See Missing Data · DataFrames.jl

Thank you for this suggestion @hendri54 . However, it doesn’t work in my example. df2 has been changed to type Missing by the transform. I need the String part of the union restored, not the Missing part.

In other words, allowmissing! achieves this:

df1 before : Vector{Union{Missing, String}}
df1 after  : Vector{Union{Missing, String}}
df2 before : Vector{Union{Missing, String}}
df2 after  : Vector{Missing}
1 Like

To illustrate my issue further:

df2 = DataFrame(str=Union{String,Missing}[missing, missing])
transform!(df2, names(df2) .=> ByRow(x -> ismissing(x) ? missing : isa(x, String) ? string(strip(x)) : x) .=> names(df2))

df2[1, :str] = "Hello"

The final assignment fails:

ERROR: LoadError: cannot convert a value to missing for assignment

Works, but not pretty.

foreach(
    x -> df2[!, x] = convert(Vector{Union{String, Missing}}, df2[!, x]),
    names(df2)
)

or

transform!(
    df2,
    names(df2) .=> (x -> convert(Vector{Union{String,Missing}}, x)) .=> names(df2)
)

This is good, but not all my columns are String types. I’ll need to iterate over just those columns that were initially Union{String, Missing} to restore the union. I only need to apply the transform to these anyway.

Thank you.

Even if it’s not pretty, this works now:

df2 = DataFrame(str=Union{String,Missing}[missing, missing])
for col in eachcol(df2)
    if col isa Union{String,Missing}
        transform!(df2, col .=> ByRow(x -> ismissing(x) ? missing : string(strip(x)) .=> col))
        convert(Vector{Union{String,Missing}}, df2[!, col])
    end
end

Thanks.

1 Like

This is definitely a pretty unfortunate issue and I’m not sure a great way to work around it, to be honest.

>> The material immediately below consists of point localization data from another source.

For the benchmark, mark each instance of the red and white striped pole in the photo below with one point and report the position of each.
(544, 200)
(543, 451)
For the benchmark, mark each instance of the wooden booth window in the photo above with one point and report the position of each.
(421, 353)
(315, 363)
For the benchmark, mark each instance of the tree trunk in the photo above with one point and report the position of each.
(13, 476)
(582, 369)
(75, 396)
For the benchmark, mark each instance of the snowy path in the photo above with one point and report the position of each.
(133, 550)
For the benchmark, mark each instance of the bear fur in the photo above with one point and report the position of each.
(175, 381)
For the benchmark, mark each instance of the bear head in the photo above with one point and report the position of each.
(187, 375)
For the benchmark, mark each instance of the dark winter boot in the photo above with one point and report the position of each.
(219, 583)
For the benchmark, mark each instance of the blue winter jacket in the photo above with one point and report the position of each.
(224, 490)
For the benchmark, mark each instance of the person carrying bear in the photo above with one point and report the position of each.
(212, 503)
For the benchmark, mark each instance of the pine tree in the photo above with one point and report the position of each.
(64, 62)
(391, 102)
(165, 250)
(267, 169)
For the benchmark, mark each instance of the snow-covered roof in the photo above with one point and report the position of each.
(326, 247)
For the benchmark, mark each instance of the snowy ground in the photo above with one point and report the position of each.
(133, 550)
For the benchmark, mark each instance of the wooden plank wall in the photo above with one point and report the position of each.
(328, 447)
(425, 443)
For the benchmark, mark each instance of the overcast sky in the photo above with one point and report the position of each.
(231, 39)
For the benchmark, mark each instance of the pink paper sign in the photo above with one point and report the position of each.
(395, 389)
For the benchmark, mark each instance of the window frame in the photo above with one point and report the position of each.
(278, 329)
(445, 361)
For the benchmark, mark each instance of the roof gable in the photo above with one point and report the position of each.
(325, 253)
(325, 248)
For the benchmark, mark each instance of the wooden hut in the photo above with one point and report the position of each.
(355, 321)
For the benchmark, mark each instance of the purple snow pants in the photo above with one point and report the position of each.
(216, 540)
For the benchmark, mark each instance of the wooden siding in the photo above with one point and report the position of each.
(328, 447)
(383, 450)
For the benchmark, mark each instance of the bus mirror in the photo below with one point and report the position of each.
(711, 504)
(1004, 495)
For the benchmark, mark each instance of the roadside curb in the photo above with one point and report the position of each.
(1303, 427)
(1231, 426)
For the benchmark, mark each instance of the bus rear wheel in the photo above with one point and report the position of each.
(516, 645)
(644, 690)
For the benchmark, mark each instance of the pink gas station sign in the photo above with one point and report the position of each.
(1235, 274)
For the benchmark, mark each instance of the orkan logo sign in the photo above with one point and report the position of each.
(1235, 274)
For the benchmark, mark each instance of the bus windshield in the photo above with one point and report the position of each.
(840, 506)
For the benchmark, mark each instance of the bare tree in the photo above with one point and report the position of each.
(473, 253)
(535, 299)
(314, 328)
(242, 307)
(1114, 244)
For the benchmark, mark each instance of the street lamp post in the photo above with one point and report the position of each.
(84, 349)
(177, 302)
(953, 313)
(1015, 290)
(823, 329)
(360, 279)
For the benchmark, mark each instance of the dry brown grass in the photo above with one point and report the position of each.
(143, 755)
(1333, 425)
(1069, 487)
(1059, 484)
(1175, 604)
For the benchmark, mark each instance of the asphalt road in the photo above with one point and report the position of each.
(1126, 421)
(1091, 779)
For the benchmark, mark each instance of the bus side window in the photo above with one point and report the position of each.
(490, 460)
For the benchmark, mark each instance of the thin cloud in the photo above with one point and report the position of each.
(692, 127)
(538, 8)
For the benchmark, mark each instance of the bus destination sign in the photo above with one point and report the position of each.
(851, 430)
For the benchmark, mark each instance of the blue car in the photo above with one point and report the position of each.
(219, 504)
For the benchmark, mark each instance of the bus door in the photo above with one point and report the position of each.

Interestingly, R infers the type of output as a vector character elements in the same scenario

r$> df = tibble(str = c(NA, NA))

r$> df2 = mutate(df, str = trimws(str))

r$> df2
# A tibble: 2 × 1
  str  
  <chr>   # <------- See here
1 NA   
2 NA   

I think a Base dev’s opinion might be useful for this. Is there a convenient way to tell Julia to allocate an output vector based on inferred types (if there is type stability, I guess), and not the actual type that is created?

This would be a nice quality-of-life improvement for missings, but I’m not sure how it would all work

OP you may also find BangBang.jl’s setindex!! function useful. See here.